Timber and the environment

Timber – A Good Choice for the Environment

Forests and wood products can effectively reduce the process of climate change in several ways.

Growing trees absorb carbon dioxide from the atmosphere and store the carbon so efficiently that about half the dry weight of a tree is carbon. This carbon remains locked up in the wood even when we use it for building products or furniture.

Using wood instead of other materials can be an advantage too. The production of wood products uses less energy (usually sourced from finite fossil fuels) compared with some other building materials.

As a fuel, sustainably grown and harvested wood (and other biomass) provides a renewable alternative to fossil fuels.

Embodied Energy

From governments to owners, designers and occupiers, there is an increased focus on improving the sustainability of our built environment.
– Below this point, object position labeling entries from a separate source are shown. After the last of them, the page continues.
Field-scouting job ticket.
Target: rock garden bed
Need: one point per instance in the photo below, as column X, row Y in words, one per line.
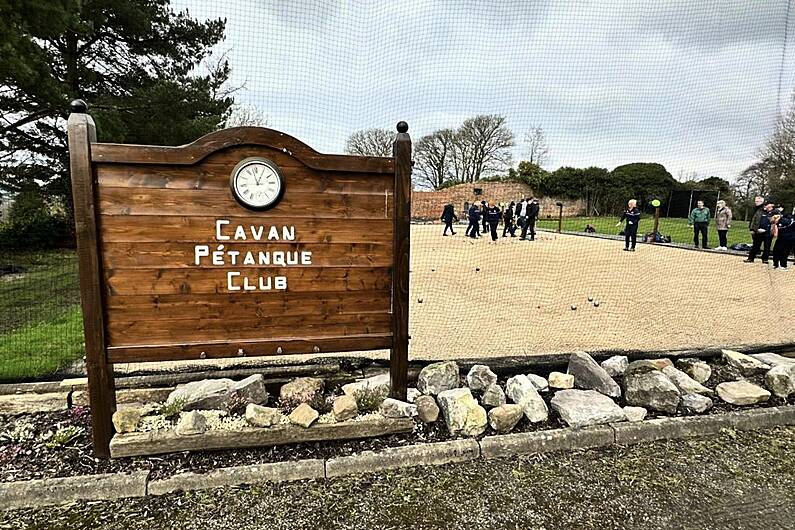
column 445, row 404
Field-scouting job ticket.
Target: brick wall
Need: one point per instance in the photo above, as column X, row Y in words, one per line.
column 428, row 205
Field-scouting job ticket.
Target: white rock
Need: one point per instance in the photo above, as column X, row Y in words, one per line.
column 615, row 365
column 580, row 408
column 263, row 416
column 438, row 377
column 634, row 414
column 742, row 393
column 560, row 381
column 461, row 412
column 746, row 364
column 393, row 408
column 480, row 377
column 522, row 391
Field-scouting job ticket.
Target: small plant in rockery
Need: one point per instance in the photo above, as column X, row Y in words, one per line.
column 61, row 436
column 369, row 399
column 171, row 409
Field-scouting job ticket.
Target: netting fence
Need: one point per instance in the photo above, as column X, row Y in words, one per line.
column 697, row 87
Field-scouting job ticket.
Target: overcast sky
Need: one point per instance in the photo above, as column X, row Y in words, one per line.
column 694, row 85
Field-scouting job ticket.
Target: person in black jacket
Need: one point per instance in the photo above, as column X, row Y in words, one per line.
column 492, row 217
column 632, row 216
column 473, row 230
column 760, row 231
column 449, row 217
column 507, row 219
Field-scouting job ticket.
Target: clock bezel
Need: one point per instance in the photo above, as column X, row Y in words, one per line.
column 260, row 160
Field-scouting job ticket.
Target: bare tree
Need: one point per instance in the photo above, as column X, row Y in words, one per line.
column 483, row 147
column 370, row 142
column 537, row 149
column 433, row 159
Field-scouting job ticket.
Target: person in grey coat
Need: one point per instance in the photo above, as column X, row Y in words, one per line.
column 723, row 221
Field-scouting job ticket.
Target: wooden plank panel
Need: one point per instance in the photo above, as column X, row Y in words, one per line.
column 252, row 305
column 180, row 331
column 204, row 281
column 147, row 352
column 220, row 203
column 183, row 255
column 216, row 177
column 201, row 229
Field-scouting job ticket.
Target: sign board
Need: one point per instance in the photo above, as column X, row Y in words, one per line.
column 245, row 242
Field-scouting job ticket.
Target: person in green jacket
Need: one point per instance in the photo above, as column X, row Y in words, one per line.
column 699, row 220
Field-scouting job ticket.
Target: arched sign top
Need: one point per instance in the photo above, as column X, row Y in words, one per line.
column 197, row 151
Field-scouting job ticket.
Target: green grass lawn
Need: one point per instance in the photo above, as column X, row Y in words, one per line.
column 40, row 321
column 676, row 228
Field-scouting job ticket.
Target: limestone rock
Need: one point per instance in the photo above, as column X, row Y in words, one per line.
column 652, row 390
column 615, row 365
column 560, row 381
column 480, row 377
column 378, row 382
column 438, row 377
column 494, row 396
column 251, row 389
column 344, row 408
column 742, row 393
column 191, row 423
column 695, row 404
column 427, row 409
column 259, row 416
column 781, row 380
column 304, row 415
column 590, row 376
column 524, row 393
column 685, row 383
column 461, row 412
column 394, row 408
column 126, row 420
column 634, row 414
column 203, row 395
column 505, row 417
column 541, row 384
column 301, row 390
column 580, row 408
column 746, row 364
column 696, row 368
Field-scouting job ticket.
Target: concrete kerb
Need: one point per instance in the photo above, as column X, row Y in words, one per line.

When compared with other building materials, wood products can play a positive role in reducing greenhouse gas emissions.
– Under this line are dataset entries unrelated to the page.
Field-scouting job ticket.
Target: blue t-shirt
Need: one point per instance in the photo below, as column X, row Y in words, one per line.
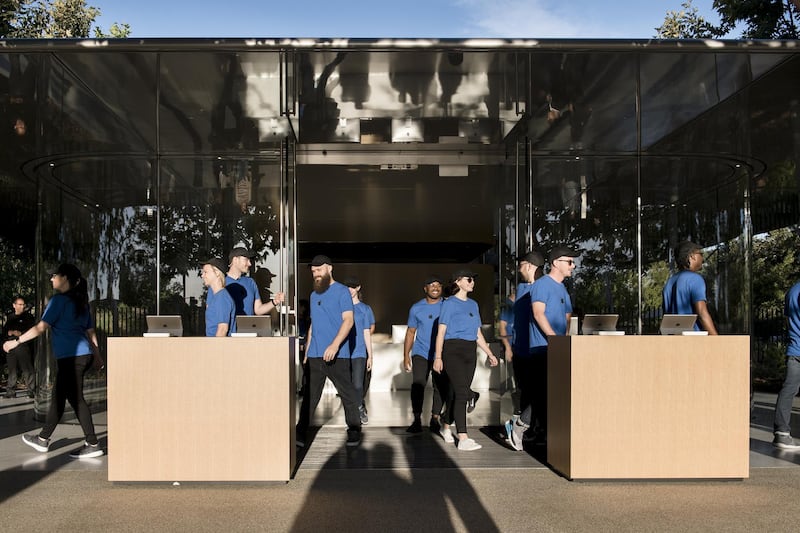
column 326, row 319
column 681, row 292
column 557, row 304
column 69, row 331
column 220, row 309
column 424, row 317
column 243, row 291
column 364, row 318
column 462, row 318
column 523, row 320
column 791, row 309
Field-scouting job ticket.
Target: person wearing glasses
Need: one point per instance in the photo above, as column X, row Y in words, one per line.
column 418, row 353
column 458, row 334
column 75, row 349
column 685, row 292
column 16, row 324
column 552, row 309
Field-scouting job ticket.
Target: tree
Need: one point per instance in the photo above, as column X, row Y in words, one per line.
column 53, row 19
column 763, row 19
column 685, row 24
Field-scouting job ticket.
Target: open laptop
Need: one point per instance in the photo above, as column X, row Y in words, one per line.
column 594, row 324
column 164, row 326
column 677, row 324
column 261, row 325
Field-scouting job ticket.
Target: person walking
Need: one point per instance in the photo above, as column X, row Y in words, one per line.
column 74, row 343
column 458, row 334
column 418, row 353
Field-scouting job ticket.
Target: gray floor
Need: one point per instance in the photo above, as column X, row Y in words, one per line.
column 392, row 482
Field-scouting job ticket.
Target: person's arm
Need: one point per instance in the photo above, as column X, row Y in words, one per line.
column 483, row 345
column 704, row 317
column 438, row 365
column 368, row 344
column 341, row 335
column 262, row 308
column 31, row 334
column 408, row 345
column 541, row 319
column 509, row 355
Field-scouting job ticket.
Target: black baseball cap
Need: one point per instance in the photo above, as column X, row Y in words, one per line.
column 464, row 273
column 216, row 263
column 533, row 257
column 240, row 251
column 561, row 251
column 320, row 260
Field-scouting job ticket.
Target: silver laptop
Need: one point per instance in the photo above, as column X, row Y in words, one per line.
column 677, row 324
column 261, row 325
column 165, row 324
column 594, row 324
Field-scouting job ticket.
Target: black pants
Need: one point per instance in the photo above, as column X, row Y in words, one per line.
column 338, row 371
column 20, row 357
column 69, row 388
column 459, row 359
column 421, row 369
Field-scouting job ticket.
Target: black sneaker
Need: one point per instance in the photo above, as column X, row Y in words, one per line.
column 86, row 451
column 415, row 427
column 472, row 401
column 353, row 437
column 37, row 443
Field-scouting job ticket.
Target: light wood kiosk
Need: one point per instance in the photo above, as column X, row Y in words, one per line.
column 648, row 407
column 201, row 409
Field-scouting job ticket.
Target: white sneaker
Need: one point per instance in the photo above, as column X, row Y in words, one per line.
column 446, row 434
column 468, row 444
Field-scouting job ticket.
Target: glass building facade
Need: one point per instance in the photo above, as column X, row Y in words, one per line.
column 137, row 159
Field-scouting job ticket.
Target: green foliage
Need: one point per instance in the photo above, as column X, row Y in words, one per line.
column 53, row 19
column 685, row 24
column 763, row 19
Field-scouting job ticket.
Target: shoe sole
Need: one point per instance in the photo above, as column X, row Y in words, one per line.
column 38, row 448
column 98, row 453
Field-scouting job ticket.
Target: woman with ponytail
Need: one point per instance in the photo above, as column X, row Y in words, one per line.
column 75, row 349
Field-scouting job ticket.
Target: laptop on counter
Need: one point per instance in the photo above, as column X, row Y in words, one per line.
column 164, row 326
column 598, row 324
column 677, row 324
column 248, row 325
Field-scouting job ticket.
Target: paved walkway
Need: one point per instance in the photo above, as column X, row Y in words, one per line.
column 393, row 482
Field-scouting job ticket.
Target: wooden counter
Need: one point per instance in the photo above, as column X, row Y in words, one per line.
column 649, row 406
column 201, row 409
When choosing building materials, it’s important to consider the amount of energy (often derived from finite fossil fuels) used in the manufacturing process. Compared with some other building materials, the production of wood often requires less energy in the harvest, transportation and manufacturing processes – this is called embodied energy. Substituting wood for another material can be an easy and economical way to reduce a structure’s carbon footprint.
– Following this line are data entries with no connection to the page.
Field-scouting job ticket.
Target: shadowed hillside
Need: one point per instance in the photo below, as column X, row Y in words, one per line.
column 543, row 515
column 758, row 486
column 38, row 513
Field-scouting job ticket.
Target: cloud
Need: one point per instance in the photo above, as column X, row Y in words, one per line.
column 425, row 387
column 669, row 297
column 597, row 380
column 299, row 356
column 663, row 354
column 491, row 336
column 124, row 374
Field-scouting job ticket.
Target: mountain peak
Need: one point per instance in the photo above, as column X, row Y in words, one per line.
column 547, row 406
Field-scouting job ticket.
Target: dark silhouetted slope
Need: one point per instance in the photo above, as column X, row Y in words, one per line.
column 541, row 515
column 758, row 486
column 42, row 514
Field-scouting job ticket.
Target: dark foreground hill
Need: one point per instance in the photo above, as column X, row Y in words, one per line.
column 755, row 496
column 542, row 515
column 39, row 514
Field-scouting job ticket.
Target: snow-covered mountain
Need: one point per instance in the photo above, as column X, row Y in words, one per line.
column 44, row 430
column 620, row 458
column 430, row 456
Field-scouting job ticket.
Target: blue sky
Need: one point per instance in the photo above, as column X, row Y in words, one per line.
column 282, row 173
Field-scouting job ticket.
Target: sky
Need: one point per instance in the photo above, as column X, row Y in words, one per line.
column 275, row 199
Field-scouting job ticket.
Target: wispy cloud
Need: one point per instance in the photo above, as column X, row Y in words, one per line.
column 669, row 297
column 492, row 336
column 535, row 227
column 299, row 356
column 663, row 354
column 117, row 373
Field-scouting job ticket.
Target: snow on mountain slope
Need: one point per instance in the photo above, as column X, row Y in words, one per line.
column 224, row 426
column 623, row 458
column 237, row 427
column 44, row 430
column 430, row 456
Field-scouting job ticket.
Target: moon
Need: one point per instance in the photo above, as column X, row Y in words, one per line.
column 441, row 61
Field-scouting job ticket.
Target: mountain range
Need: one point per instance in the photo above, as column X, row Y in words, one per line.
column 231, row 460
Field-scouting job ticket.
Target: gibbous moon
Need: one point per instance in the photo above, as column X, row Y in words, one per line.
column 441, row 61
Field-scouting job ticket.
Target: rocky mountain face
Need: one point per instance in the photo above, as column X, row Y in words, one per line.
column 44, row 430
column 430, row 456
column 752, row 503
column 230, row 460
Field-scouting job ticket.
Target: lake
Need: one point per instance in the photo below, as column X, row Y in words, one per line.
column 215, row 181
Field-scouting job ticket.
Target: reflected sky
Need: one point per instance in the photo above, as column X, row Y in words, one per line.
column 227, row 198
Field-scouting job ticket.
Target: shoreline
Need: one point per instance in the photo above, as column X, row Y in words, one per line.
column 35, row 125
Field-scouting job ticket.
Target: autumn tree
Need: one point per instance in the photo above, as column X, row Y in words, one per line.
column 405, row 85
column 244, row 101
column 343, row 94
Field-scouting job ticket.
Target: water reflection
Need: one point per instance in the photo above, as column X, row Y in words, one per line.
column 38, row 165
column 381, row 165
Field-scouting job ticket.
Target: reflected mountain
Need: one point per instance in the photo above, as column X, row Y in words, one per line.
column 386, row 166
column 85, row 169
It is estimated that, in Europe, a 10% increase in the percentage of wooden houses constructed would produce sufficient CO2 savings to account for about 25% of the reductions prescribed for Europe by the Kyoto Protocol.

Hardwood and Embodied Energy

Industrial processing of all natural resources into forms useable by people requires energy, most often in the form of fossil fuels. In burning fossil fuels to release energy, carbon is also released into the atmosphere. A measure of the amount of energy used to prepare, for example, building materials from iron ore, bauxite or forests, is embodied energy. Embodied energy is a useful way to compare the environmental friendliness of building materials.

Compared with other common building materials such as steel, aluminium and concrete, hardwood timber not only stores carbon, it uses up to 85-times less energy in processing.

In simple terms, a concrete slab floor uses 60% more energy than a timber floor, double brick walls use almost 5-times more energy than weatherboards on timber framing, and an aluminium window uses 45% more energy than an equivalent timber window.

The substitution of timber elements for more energy expensive products in the building process results in a worthwhile energy saving. Even highly processed timber products, such as glue laminated timber, store more carbon within their structure than is released by their manufacture.

Buildings are seldom constructed of a single material, so the embodied energy of a structure depends on the mix of materials used. Research continues to refine the measurement of embodied energy of buildings. One analysis suggests that construction of a brick-veneer house with timber framing gives savings of about 8.8 tonnes of CO2 per house compared with double brick construction (Attiwill et al 2001).

A sustainably managed resource

Australia’s forest management is among the best in the world in terms of conservation reserves and codes of practice for production forests. Only 6% of Australia’s 147 million hectares of native forests is public forest potentially available for timber harvesting. Timber is harvested from about 1% of these public native forests each year.